Athlete screening followed by individual conditioning may be useful in reducing injury (acute and overuse) and hypothetically also have value in enhancing performance.8 The use of the 9TSB in this population of recreational middle-aged athletes showed no floor-ceiling effect, which indicates that the test battery was neither too easy nor too hard for this group to perform. A normal distribution of scores in women and men was found, with no clear age difference.

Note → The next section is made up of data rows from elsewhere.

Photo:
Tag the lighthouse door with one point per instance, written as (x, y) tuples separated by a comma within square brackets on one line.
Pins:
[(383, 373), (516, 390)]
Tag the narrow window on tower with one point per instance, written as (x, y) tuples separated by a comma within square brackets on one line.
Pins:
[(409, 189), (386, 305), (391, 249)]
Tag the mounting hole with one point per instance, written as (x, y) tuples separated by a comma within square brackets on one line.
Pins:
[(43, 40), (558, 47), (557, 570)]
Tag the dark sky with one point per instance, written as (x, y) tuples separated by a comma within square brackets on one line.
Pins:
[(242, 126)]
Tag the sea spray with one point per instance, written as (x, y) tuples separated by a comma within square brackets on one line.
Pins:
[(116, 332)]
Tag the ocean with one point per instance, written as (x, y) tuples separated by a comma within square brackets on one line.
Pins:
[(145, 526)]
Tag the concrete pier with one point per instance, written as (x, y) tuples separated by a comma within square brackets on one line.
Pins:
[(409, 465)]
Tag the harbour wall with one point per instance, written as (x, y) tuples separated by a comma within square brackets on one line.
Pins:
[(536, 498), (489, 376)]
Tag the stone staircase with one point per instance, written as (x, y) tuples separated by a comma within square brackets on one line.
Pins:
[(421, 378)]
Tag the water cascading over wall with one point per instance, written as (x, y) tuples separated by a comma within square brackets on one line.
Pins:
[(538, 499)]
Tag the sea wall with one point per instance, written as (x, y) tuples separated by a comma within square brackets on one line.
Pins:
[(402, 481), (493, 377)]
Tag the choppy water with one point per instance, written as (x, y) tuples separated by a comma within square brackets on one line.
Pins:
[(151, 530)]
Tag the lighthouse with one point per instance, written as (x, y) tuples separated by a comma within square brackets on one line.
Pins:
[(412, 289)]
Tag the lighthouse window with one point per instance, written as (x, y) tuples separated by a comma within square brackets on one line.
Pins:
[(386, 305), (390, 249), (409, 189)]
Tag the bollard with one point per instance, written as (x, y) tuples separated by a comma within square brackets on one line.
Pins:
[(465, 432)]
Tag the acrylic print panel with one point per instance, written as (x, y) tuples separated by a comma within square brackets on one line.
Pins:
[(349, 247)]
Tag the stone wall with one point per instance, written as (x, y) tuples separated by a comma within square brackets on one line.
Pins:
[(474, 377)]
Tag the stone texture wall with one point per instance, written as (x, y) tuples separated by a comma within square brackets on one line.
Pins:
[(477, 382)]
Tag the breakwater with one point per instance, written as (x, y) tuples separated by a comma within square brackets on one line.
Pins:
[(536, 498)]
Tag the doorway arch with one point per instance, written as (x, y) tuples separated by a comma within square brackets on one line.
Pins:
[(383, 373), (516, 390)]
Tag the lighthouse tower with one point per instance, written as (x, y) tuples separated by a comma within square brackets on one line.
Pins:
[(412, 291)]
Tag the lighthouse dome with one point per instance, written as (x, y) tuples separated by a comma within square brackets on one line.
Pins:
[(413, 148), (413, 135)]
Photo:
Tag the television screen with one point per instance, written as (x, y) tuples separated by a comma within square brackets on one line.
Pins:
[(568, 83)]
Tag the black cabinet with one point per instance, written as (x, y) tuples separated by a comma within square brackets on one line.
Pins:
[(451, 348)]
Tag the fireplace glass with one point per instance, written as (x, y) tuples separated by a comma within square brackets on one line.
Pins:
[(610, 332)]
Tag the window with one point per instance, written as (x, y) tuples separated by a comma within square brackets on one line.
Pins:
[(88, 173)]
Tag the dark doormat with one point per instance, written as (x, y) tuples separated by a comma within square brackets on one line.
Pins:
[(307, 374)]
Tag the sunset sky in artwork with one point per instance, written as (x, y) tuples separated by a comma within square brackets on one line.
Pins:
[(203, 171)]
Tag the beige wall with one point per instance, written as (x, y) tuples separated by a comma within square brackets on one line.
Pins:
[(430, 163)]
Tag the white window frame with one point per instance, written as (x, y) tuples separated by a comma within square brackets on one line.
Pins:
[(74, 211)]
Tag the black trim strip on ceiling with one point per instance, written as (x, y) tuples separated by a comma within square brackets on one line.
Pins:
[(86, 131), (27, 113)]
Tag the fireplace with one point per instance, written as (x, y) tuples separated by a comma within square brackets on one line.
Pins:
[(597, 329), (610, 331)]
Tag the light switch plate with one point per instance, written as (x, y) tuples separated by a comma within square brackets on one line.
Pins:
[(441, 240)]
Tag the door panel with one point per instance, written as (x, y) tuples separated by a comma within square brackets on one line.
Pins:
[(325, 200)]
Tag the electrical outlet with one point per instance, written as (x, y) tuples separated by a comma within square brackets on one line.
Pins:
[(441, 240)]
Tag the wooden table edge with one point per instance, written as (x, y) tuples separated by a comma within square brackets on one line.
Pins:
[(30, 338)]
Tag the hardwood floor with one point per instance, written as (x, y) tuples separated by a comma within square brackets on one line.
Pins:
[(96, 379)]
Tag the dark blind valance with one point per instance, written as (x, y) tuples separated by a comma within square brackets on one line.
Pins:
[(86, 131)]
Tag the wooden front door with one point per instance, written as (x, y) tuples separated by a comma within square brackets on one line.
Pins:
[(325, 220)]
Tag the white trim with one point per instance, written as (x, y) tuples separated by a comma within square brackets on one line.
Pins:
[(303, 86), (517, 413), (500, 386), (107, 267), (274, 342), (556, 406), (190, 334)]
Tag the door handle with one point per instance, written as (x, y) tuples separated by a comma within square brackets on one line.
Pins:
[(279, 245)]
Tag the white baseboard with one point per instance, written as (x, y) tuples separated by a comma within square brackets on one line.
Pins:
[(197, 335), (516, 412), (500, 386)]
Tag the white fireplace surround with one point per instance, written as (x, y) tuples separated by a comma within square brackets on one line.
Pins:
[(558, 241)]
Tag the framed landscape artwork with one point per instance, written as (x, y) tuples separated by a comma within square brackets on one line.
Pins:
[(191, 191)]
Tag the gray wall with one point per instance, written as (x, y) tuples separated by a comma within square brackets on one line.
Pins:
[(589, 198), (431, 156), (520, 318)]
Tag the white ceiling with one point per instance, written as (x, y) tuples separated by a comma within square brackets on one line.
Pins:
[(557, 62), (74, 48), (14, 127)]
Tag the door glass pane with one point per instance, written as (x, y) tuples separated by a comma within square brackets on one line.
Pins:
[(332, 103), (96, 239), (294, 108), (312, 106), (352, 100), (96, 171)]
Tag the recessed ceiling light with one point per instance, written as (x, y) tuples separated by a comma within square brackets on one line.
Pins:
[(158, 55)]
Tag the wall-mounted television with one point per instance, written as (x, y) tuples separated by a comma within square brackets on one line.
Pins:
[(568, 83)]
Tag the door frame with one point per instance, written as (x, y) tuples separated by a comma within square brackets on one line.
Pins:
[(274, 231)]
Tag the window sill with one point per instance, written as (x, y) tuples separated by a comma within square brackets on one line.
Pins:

This study also has limitations. The sample size was relatively small when analyzing subgroups but large enough for factor analysis. A second factor worth considering is whether to start with the same side (left) or not in all bilateral tests. To randomize the starting limb might prevent learning effect and bias. With the result from this study, it was difficult to generalize the result to elite athletes. Another limitation is that the majority of the subjects performed the same type of exercise including non-contact sports and sagittal plane activities.
CONCLUSION
No difference in total score on the 9TSB was found between men and women, yet in three different tests (active hip flexion test, straight leg raises test and push up test) significant differences between men and women were found. Further, normally distributed 9TSB scores with no floor-ceiling effect were found, indicating that this test battery can be useful to assess functional movements in recreational athletes. These findings can serve as reference values for healthcare professionals when evaluating physically active individuals. Further cohort studies are required in order to determine cut scores or scores considered to represent optimal or dysfunctional movement.